Sdr… Sebagai keturunan Yahudi, Yesus pun selalu merayakan Paskah. Dengan mengadakan PMT bersama para muridNya, Yesus sesungguhnya juga sedang memperingati Perjamuan Paskah Yahudi. Akan tetapi, para penginjil dan penafsir Perjanjian Baru lebih menaruh perhatian pada hubungan antara PMT dengan Perjamuan Paskah Baru, yakni peristiwa sengsara, wafat, dan kebangkitan Yesus Kristus sendiri sebagai pemenuhan Paskah Lama. Dalam hal ini, Yesus Kristus dilihat sebagai Anak Domba Paskah sejati yang dikorbankan, untuk membebaskan bukan hanya bangsa Israel, melainkan seluruh bangsa manusia, bukan terutama dari perbudakan politis bangsa penjajah, melainkan dari perbudakan dosa. Dengan demikian, PMT merupakan antisipasi, persiapan, atau pendahuluan dari perayaan Paskah Kristus yang adalah pemenuhan Paskah Lama.

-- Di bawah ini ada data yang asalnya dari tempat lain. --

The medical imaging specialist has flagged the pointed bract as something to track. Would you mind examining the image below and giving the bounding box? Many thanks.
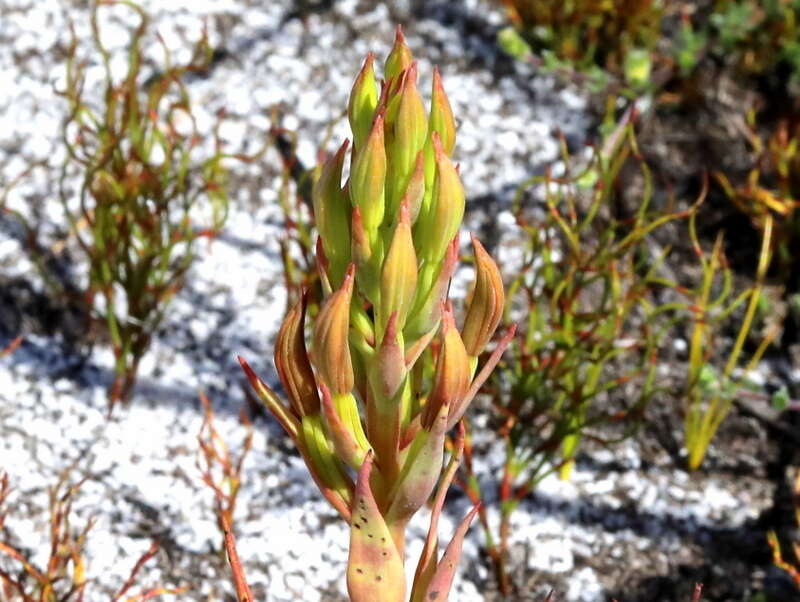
[461,236,505,357]
[422,303,471,430]
[314,264,355,395]
[424,504,480,602]
[347,452,406,602]
[275,294,319,417]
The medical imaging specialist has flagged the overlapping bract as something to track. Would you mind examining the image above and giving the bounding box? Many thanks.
[242,28,509,602]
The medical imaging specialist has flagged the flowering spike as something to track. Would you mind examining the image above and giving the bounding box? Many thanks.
[311,140,350,286]
[349,113,386,238]
[377,200,417,333]
[414,132,465,264]
[422,302,471,430]
[423,503,480,602]
[411,422,465,602]
[347,451,406,602]
[401,151,425,225]
[243,34,512,602]
[347,52,378,149]
[383,25,414,85]
[320,385,367,469]
[386,62,428,214]
[275,293,319,417]
[461,236,505,357]
[314,264,355,395]
[372,312,408,399]
[300,415,353,502]
[428,67,456,157]
[406,237,458,339]
[386,404,450,524]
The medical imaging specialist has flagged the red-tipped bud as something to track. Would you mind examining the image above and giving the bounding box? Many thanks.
[383,25,414,88]
[386,63,428,212]
[428,67,456,157]
[377,200,417,331]
[275,295,320,417]
[405,237,458,339]
[349,114,386,236]
[401,151,425,225]
[422,302,471,430]
[461,236,505,357]
[347,52,378,148]
[314,264,355,395]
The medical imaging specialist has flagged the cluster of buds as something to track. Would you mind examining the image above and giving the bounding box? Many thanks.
[240,28,513,602]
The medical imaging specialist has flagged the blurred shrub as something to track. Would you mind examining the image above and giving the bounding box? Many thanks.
[715,110,800,293]
[61,2,228,408]
[709,0,800,86]
[456,129,688,594]
[503,0,664,88]
[0,470,184,602]
[684,206,779,470]
[767,471,800,589]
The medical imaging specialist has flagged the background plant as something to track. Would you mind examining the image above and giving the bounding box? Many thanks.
[456,126,688,595]
[241,28,513,602]
[684,206,779,470]
[197,393,255,602]
[767,471,800,588]
[61,1,228,408]
[0,469,184,602]
[503,0,665,88]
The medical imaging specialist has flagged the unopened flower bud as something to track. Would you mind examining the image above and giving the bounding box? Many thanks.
[347,52,378,148]
[372,313,408,399]
[461,236,505,357]
[386,63,428,214]
[377,204,417,332]
[415,132,465,264]
[422,302,471,430]
[312,140,350,286]
[400,151,425,225]
[275,295,320,418]
[428,68,456,157]
[350,113,386,241]
[383,25,414,84]
[314,264,355,395]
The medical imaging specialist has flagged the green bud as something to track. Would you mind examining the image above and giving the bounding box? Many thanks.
[422,302,472,430]
[428,67,456,157]
[314,264,355,396]
[386,63,428,215]
[377,200,417,334]
[275,295,320,417]
[383,25,414,86]
[414,132,465,264]
[349,113,386,237]
[311,140,351,286]
[347,52,378,149]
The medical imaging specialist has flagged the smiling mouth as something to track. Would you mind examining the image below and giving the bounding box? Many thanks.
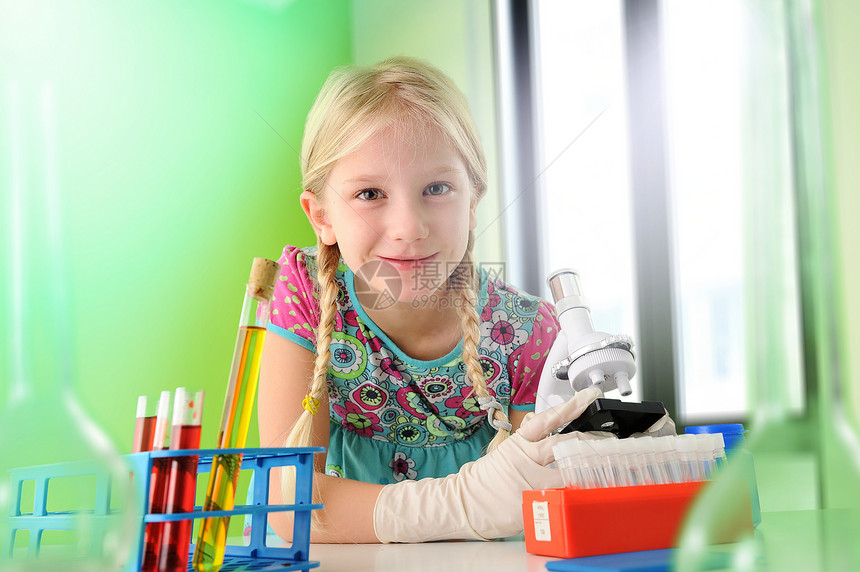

Sedangkan Ekaristi yang ditetapkan pada saat PMT, yang selalu dan setiap saat dirayakan Gereja hingga kini, dipandang sebagai kenangan sekaligus penghadiran kembali secara sakramental peristiwa Paskah Kristus dengan segala kekayaan makna dan pesannya bagi kita, sekarang dan di sini.
Sdr…Kini, yang menjadi pertanyaan bagi kita ialah: sanggupkah kita menghayati makna dan pesan dari perjamuan ekaristi sebagaimana dikemukakan penginjil Yohanes dalam kutipan Injil hari ini, yakni kesediaan untuk terus-menerus bertobat dan memurnikan diri dari segala salah dan dosa; kerelaan untuk menjadi pelayan yang rendah hati, penuh kasih dan tanpa pamrih apapun kepada sesama kita; serta kebesaran jiwa untuk saling memaafkan dan mengampuni sesama yang bersalah, yang menyangkal, yang mengkhianati, dan yang menyakiti diri kita? Mudah-mudahan…..Amin.